To make people care about ideas we get them to:
- Take off their Analytical Hats: We create empathy for specific individuals; or we show how our ideas are associated with things that people already care about, or we appeal to their self-interest, although we also appeal to their identities- not only to the people they are right now, but also to the people they would like to be.
- The Power of Associations: The most basic way to make people care is to form an association between something they don’t care about and something they do. We all naturally practice the tactic of association.
- Self-Interest: Another way to make people care about ideas is to appeal to their self-interest. A common error is to emphasize features over benefits, e.g., tell people you have the “best seed”, instead of that it will give them the “best lawn”, which is what they truly care about. In general people selling an idea resist talking about self-interest: Yet an appeal with the word “you” throughout, instead of a generic “people” is always much more successful.
- Appealing to Identify: In defining self-interest it pays to not focus narrowly on money and other tangibles — often intangibles such as self-esteem or a sense of duty form an important motivator.
Often people make decision not in a rational way — write down all alternatives and look at pluses and minuses — but instead they make them based on identity. They ask questions like: Who am I? What kind of situation is this? And what do people like me to do in this type of situation?
Principle 6: Stories
It’s well-known that a good story is very sticky. The power of a good story is that it provides inspiration. It moves people to take action.
A key to making an idea sticky is to tell it as a story. Stories encourage a kind of mental simulation or reenactment on the part of the listener that burns the idea into the mind.
The hard part about using a story is creating it. The authors share the 3 major types of stories to look for.
- The Challenge Plot: This is the classic underdog, rags to riches, or sheer willpower triumphing over adversity. The key element of the Challenge plot is that the obstacles seem daunting to the protagonists.
- The Connection Plot: A story about people who develop a relationship that bridges a gap — racial, class, ethnic, religious, demographic, or otherwise. All connection plots inspire us in social ways.

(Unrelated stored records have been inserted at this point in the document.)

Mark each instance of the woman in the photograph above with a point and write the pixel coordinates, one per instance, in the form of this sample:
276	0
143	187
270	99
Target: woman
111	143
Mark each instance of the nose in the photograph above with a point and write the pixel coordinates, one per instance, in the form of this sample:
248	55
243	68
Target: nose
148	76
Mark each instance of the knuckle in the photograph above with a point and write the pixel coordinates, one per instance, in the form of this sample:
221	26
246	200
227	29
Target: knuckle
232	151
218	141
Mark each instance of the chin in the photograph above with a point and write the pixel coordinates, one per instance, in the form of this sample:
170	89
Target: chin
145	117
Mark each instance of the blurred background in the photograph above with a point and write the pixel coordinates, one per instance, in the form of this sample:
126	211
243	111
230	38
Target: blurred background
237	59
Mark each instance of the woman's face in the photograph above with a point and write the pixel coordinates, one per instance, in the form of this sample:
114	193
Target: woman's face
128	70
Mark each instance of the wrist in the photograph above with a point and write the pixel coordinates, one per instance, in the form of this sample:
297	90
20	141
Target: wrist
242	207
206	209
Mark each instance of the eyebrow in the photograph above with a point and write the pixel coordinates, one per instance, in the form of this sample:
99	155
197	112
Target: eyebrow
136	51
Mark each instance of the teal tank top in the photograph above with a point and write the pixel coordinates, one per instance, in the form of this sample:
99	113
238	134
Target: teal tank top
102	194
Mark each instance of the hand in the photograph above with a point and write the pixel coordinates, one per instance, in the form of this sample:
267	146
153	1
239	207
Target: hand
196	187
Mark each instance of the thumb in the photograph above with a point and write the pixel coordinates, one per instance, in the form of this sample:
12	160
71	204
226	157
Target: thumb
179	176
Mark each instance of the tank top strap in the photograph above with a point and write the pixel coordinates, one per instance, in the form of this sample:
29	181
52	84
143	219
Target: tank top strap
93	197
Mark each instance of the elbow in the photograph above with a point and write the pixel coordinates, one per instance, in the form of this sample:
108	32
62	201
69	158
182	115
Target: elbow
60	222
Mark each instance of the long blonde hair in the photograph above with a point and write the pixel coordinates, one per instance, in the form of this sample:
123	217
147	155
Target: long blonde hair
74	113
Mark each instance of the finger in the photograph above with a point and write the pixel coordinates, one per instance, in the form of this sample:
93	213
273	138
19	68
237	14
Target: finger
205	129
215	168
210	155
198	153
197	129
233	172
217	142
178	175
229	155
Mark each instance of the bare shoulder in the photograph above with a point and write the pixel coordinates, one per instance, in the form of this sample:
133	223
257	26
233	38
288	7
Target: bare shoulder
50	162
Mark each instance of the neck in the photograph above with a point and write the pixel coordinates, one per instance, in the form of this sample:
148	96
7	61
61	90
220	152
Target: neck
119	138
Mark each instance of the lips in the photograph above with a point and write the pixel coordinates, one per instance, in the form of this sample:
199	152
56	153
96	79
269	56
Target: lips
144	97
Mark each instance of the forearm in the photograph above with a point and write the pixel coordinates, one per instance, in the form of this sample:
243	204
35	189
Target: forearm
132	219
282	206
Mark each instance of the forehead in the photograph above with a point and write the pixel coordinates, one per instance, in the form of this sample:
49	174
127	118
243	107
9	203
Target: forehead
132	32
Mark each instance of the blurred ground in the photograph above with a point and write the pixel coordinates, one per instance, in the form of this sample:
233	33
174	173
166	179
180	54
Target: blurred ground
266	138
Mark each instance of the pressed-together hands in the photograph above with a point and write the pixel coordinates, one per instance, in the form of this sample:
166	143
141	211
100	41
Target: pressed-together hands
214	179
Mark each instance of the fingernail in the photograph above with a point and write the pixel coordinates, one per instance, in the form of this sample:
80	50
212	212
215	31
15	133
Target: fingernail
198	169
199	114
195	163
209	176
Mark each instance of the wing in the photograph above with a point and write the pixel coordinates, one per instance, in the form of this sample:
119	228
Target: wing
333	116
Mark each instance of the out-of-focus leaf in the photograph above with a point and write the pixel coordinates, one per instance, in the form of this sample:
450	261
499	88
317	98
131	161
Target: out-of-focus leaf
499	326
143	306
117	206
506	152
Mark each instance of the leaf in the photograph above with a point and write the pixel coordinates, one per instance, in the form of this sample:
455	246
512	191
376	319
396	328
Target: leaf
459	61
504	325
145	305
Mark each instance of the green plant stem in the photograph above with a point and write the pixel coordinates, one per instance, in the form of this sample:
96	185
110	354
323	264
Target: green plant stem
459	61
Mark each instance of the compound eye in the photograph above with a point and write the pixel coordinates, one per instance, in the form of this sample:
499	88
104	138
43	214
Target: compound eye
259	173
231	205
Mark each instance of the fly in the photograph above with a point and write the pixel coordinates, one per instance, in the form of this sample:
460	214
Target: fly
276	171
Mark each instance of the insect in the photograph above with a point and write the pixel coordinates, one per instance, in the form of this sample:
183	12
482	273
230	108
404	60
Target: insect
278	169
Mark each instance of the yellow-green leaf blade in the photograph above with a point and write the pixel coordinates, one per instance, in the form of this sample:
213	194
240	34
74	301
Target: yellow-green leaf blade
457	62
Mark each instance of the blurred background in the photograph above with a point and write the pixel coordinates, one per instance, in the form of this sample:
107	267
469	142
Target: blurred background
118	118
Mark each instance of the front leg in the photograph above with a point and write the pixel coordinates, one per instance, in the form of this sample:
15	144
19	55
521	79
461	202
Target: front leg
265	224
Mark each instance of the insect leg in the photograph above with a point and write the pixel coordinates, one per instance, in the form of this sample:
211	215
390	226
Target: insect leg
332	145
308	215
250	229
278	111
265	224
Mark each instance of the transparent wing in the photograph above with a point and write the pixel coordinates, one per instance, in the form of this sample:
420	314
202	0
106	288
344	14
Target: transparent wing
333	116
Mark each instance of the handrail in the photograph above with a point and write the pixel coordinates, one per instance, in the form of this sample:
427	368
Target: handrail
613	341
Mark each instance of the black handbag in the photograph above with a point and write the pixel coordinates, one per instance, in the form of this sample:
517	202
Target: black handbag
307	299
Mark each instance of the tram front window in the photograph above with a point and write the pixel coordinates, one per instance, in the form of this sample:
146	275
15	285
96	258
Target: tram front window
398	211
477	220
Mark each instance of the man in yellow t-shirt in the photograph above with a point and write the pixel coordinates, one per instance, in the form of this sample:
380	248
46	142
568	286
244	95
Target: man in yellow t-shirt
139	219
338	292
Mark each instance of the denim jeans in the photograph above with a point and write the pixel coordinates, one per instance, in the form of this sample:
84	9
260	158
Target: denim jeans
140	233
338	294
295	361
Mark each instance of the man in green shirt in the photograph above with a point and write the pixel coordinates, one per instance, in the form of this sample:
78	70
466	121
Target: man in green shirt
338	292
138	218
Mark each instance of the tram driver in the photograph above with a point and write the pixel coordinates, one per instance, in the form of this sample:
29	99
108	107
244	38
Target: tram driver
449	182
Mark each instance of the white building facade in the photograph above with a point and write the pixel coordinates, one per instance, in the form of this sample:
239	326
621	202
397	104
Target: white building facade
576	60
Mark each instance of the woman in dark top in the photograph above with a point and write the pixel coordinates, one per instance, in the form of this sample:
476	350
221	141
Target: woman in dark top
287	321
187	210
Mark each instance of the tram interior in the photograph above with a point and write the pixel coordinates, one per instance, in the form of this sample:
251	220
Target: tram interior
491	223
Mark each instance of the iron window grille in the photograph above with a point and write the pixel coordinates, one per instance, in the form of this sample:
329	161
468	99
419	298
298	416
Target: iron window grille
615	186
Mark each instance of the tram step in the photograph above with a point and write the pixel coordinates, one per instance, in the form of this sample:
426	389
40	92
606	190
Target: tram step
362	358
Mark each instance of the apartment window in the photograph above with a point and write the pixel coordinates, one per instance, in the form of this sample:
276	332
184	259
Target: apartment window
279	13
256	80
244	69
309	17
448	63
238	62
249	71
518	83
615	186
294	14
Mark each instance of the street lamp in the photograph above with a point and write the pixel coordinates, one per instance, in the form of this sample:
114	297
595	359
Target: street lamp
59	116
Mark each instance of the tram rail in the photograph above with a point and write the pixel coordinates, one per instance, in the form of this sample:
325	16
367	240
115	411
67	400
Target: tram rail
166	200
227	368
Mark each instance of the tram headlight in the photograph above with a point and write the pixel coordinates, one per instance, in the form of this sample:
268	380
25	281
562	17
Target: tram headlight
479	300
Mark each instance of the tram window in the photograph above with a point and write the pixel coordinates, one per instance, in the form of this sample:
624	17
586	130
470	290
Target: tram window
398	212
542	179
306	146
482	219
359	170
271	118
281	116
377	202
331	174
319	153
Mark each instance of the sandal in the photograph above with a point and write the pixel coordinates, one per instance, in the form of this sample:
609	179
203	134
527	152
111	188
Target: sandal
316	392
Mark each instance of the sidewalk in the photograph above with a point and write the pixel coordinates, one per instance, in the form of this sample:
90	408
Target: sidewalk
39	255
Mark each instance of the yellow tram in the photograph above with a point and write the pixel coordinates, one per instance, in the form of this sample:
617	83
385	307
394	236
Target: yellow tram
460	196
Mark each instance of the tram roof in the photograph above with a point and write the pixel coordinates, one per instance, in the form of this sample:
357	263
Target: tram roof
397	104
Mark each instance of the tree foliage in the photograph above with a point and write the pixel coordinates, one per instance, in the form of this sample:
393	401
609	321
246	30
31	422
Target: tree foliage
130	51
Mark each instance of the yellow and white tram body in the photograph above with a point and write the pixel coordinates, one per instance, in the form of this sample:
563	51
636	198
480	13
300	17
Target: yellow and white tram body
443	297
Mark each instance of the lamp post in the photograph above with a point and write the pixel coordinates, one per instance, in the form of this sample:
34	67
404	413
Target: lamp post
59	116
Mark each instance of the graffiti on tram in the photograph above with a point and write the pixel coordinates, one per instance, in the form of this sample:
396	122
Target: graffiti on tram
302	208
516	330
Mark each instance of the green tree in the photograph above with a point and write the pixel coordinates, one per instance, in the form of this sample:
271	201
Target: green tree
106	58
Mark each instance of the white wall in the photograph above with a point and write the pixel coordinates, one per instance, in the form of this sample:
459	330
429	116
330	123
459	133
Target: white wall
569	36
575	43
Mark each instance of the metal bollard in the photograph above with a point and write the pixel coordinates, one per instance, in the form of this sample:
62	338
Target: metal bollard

They make us want to help others, but more tolerant of others, work with others, love others.
- The Creativity Plot: This involves someone making a mental breakthrough, solving a long-standing puzzle, or attacking a problem in an innovative way.
Here’s how a story helps rid one of the Curse of Knowledge. When explaining how to solve problems someone might say “Keep the lines of communication open.” They are hearing in their heads a song filled with passion and emotion.

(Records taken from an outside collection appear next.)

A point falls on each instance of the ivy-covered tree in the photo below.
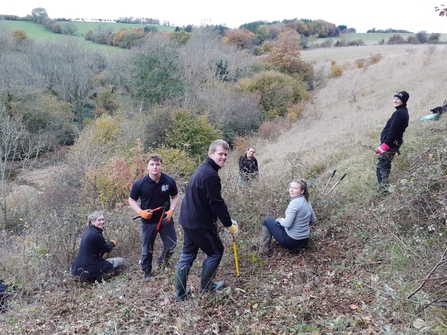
(156, 73)
(192, 134)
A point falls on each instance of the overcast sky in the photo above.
(413, 15)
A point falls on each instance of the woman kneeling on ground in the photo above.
(89, 263)
(292, 231)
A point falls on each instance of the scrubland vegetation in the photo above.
(86, 120)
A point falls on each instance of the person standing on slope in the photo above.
(391, 139)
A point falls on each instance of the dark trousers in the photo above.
(148, 235)
(280, 235)
(206, 240)
(384, 167)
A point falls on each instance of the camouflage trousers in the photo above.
(384, 168)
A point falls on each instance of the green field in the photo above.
(85, 27)
(39, 32)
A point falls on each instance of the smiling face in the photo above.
(397, 102)
(154, 169)
(219, 156)
(295, 190)
(251, 153)
(99, 222)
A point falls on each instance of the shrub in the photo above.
(375, 58)
(396, 39)
(336, 70)
(270, 130)
(277, 91)
(192, 134)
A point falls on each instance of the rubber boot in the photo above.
(206, 282)
(265, 240)
(181, 291)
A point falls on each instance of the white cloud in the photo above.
(362, 15)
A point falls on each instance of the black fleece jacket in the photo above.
(203, 203)
(89, 262)
(393, 132)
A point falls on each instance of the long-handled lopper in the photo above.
(327, 184)
(165, 205)
(236, 258)
(165, 208)
(337, 183)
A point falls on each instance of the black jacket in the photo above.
(203, 202)
(89, 262)
(393, 132)
(248, 168)
(154, 194)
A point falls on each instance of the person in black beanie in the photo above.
(391, 139)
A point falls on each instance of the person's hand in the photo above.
(382, 148)
(233, 229)
(145, 213)
(168, 215)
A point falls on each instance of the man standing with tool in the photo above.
(201, 207)
(154, 191)
(248, 166)
(391, 139)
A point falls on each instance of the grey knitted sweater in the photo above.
(299, 217)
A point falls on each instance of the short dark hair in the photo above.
(94, 216)
(218, 143)
(155, 157)
(303, 184)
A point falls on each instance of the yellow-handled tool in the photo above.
(236, 258)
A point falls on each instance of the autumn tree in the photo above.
(19, 35)
(16, 154)
(243, 38)
(286, 54)
(192, 134)
(39, 14)
(277, 91)
(156, 73)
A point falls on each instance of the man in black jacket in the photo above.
(201, 207)
(391, 139)
(248, 166)
(89, 263)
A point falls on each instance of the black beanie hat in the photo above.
(403, 96)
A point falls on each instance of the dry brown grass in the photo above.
(367, 255)
(335, 123)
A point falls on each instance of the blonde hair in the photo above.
(94, 216)
(303, 185)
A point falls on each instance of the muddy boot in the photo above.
(181, 291)
(206, 282)
(265, 241)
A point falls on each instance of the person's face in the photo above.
(295, 190)
(154, 167)
(219, 156)
(397, 102)
(99, 222)
(251, 153)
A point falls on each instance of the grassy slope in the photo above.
(39, 32)
(349, 282)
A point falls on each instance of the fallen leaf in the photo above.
(418, 323)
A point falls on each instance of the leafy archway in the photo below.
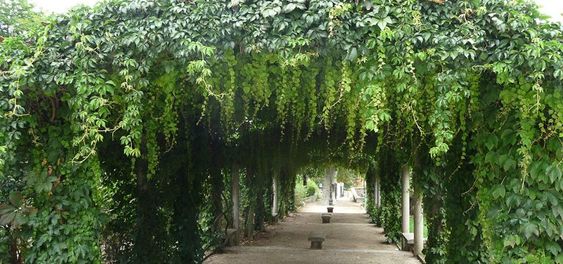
(125, 117)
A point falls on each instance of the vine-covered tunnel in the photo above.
(140, 131)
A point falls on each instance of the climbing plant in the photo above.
(467, 91)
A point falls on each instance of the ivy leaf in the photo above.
(7, 219)
(531, 229)
(16, 199)
(511, 241)
(499, 191)
(509, 164)
(289, 7)
(554, 173)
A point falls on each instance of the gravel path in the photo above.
(350, 238)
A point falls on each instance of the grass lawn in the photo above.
(411, 227)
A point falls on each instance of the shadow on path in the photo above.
(350, 238)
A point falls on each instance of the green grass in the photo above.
(411, 227)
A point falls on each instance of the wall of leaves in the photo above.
(122, 125)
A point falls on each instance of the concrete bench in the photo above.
(326, 217)
(231, 237)
(407, 241)
(316, 239)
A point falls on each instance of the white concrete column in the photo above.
(235, 195)
(275, 194)
(377, 194)
(330, 175)
(418, 221)
(405, 194)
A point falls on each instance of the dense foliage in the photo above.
(122, 126)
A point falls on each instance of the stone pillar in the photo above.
(405, 194)
(327, 185)
(375, 193)
(418, 221)
(235, 194)
(378, 192)
(275, 197)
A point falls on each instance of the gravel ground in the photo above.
(350, 238)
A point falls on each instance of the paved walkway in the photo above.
(350, 238)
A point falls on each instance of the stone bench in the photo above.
(316, 239)
(326, 217)
(231, 237)
(407, 241)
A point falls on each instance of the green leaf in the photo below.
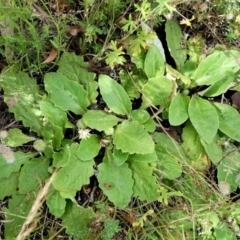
(175, 42)
(119, 157)
(99, 120)
(32, 173)
(150, 157)
(56, 204)
(74, 68)
(192, 142)
(6, 169)
(114, 95)
(53, 114)
(89, 148)
(173, 147)
(150, 125)
(168, 163)
(52, 134)
(178, 110)
(21, 94)
(223, 232)
(145, 184)
(18, 209)
(131, 137)
(213, 150)
(110, 179)
(8, 185)
(219, 87)
(204, 118)
(156, 91)
(76, 220)
(66, 94)
(62, 158)
(229, 120)
(214, 66)
(154, 63)
(16, 138)
(68, 179)
(140, 115)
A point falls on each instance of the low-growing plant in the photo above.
(85, 125)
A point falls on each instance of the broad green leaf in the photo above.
(204, 118)
(66, 94)
(192, 143)
(56, 204)
(145, 184)
(8, 185)
(168, 164)
(178, 110)
(21, 94)
(214, 66)
(6, 169)
(156, 91)
(68, 178)
(110, 179)
(132, 83)
(140, 115)
(229, 120)
(154, 63)
(76, 220)
(74, 68)
(53, 114)
(219, 87)
(213, 150)
(99, 120)
(175, 42)
(18, 209)
(32, 173)
(119, 157)
(52, 134)
(62, 158)
(16, 138)
(114, 95)
(229, 168)
(150, 157)
(173, 147)
(188, 68)
(89, 148)
(131, 137)
(223, 232)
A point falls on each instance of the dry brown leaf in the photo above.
(53, 54)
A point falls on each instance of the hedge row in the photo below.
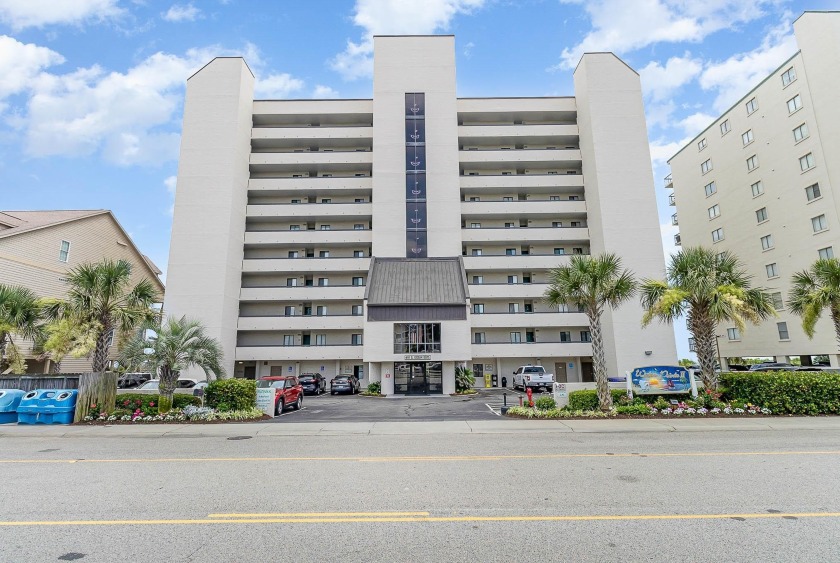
(785, 392)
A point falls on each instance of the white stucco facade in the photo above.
(295, 198)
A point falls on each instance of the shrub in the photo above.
(783, 392)
(231, 394)
(545, 403)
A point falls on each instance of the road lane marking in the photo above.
(424, 519)
(317, 514)
(401, 459)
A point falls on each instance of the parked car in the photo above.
(132, 380)
(313, 383)
(344, 384)
(288, 392)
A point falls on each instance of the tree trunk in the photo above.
(97, 393)
(705, 343)
(168, 378)
(599, 360)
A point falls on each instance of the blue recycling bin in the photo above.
(9, 401)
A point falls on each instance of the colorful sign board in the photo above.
(660, 380)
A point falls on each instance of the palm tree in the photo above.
(20, 315)
(708, 288)
(592, 284)
(815, 290)
(179, 344)
(99, 296)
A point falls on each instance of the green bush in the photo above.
(231, 394)
(785, 392)
(545, 403)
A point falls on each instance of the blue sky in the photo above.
(91, 91)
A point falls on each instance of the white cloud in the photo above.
(20, 14)
(324, 92)
(625, 25)
(276, 86)
(394, 17)
(181, 12)
(738, 74)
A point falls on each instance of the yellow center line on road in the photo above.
(403, 459)
(426, 519)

They’re remembering the experience that taught them those lessons — the struggles, the political battles, the missteps, the pain. They need to share the story of their trials.
In fact, stories usually automatically meet other criteria for making ideas sticky: They are almost always concrete, they are often emotional and have unexpected elements. The real difficulty is to be sure they are simple enough.

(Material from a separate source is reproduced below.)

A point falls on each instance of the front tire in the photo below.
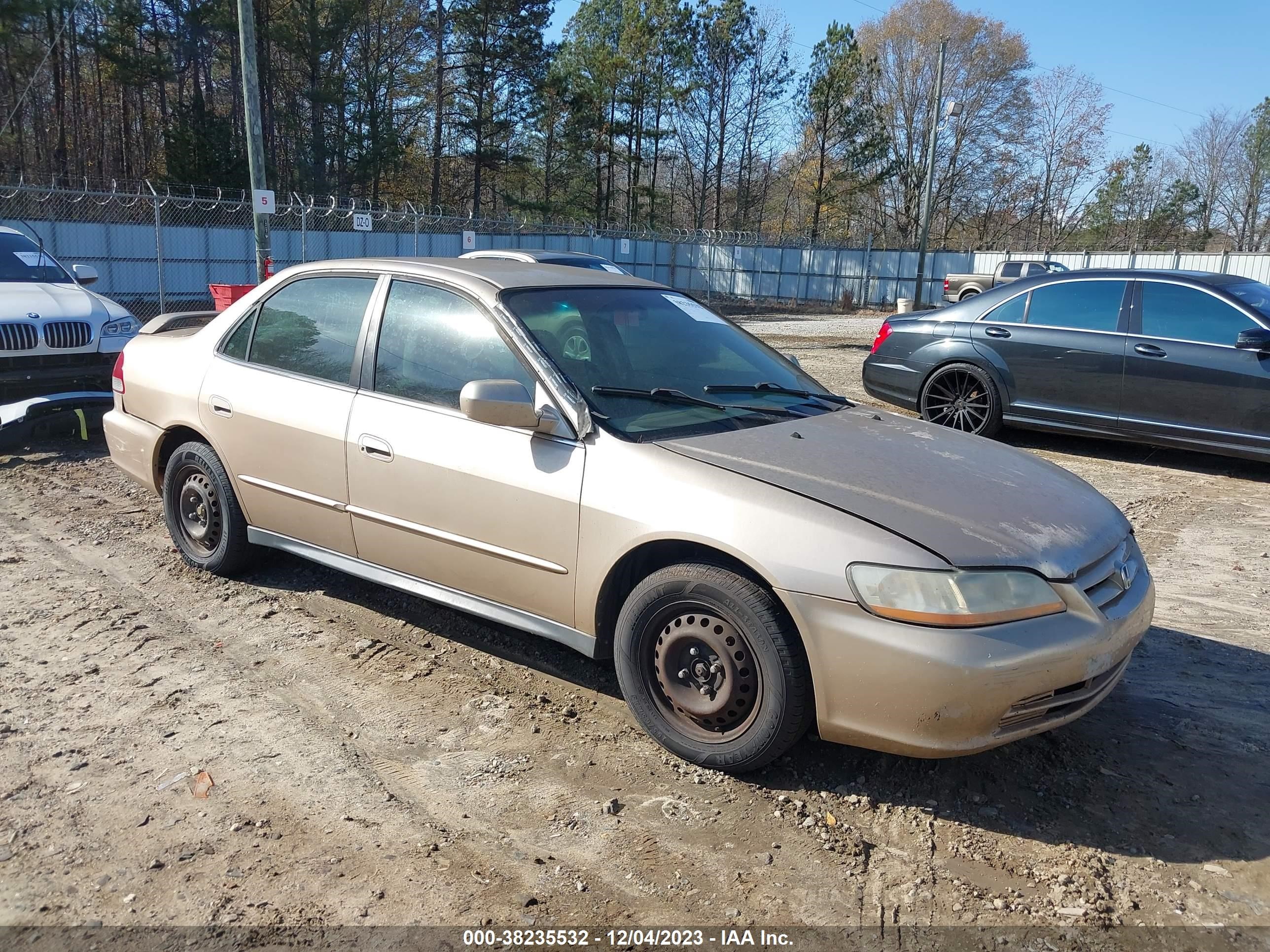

Sticky ideas shared certain traits that made them more likely to succeed and be remembered by people. Here are the 6 principles again:
- Simple — unraveling the idea down to its core
- Unexpected — surprise always grabs attention of people
- Concrete — clear thoughts in form of sensory information are absorbed easily by human mind
- Credible — ideas which can be put to test are more credible and reliable
- Emotions — ideas must be wired around feelings to make people care about it
- Stories — ideas crafted in the form of stories act as theatre for the mind and they get effectively imbibed in the mind of the listeners
Apply these rules to make your own messages “stick” at your own pleasure.